Veteran Pussy Riot member Maria Alyokhina has been sentenced to one year of “restricted freedom” for promoting January protests in support of jailed Kremlin critic Alexei Navalny, the Apologia of Protest legal aid group reported Friday.
Alyokhina is one of 10 opposition figures accused of violating coronavirus restrictions on mass events by calling for the Jan. 23 protest that saw thousands take to the streets in Moscow and dozens of other Russian cities.
Moscow’s Preobrazhensky district court found Alyokhina guilty of “inciting violations of sanitary restrictions,” citing her tweet that called for the Jan. 23 protest, Apologia of Protest reported, citing lawyer Daniil Berman.
Under the so-called “restricted freedom” sentence, Alyokhina is forbidden from leaving her apartment from 10 p.m. to 6 a.m., leaving Moscow or attending mass events. She will also be required to check in with criminal inspectors twice a month.
Alyokhina, who has been under house arrest since Jan. 29, pleaded not guilty to the charges.
The Pussy Riot member is best known for her role in the group’s “Punk Prayer,” the provocative February 2012 protest in neon balaclavas at Moscow’s Christ the Savior Cathedral. She and fellow member Nadya Tolokonnikova spent two years in a prison colony over the performance.

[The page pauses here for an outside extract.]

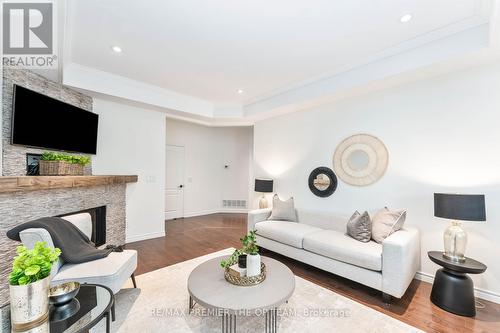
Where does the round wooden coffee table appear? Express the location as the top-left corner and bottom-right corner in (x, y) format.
(188, 257), (295, 332)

In her final court statement, Alyokhina said that in the nearly 10 years that have passed since her first criminal case, “a criminal offense for one's politics is no longer shocking content, but has become part of the morning news.”
Apologia of Protest said it plans to appeal the verdict.

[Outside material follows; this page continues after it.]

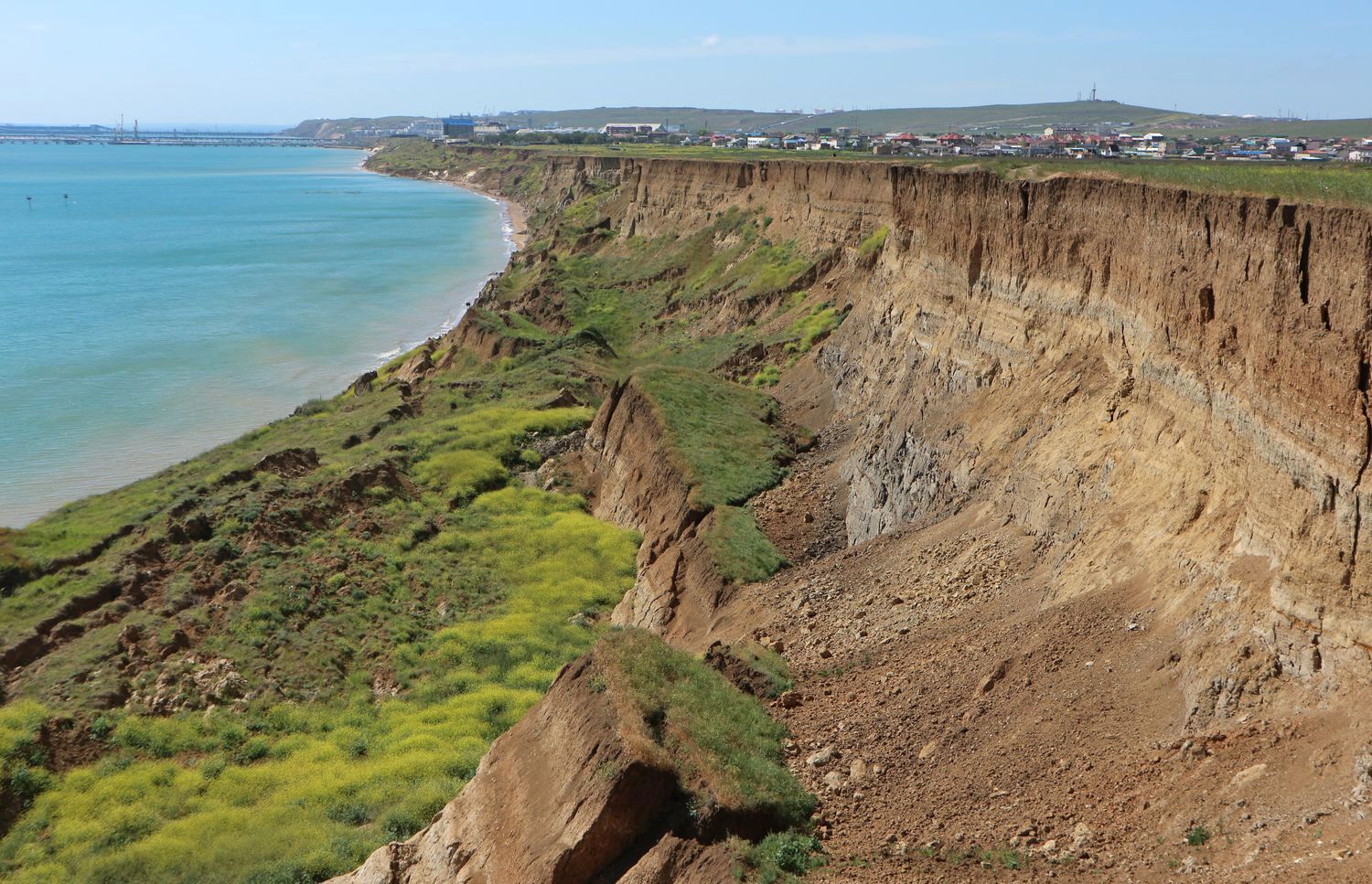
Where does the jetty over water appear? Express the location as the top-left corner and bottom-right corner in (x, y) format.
(0, 123), (338, 146)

State prosecutors had requested a sentence of two years of “restricted freedom.”
Last month, fellow Pussy Riot member and Alyokhina's partner Lucy Shtein received a similar sentence in what is commonly referred to as the “sanitary case.” Cose Navalny ally Lyubov Sobol was sentenced to 1.5 years of “restricted freedom” on the same charges, while Navalny’s brother Oleg was handed a one-year suspended sentence.
The “sanitary case” verdicts come amid an unprecedented crackdown on Navalny’s movement, with his political and activist networks both being outlawed as “extremist” groups in June and dozens of affiliated websites being blocked.
Navalny himself is serving a 2.5-year prison sentence for breaking probation terms, a verdict that he says was politically motivated following his nerve-agent poisoning last August.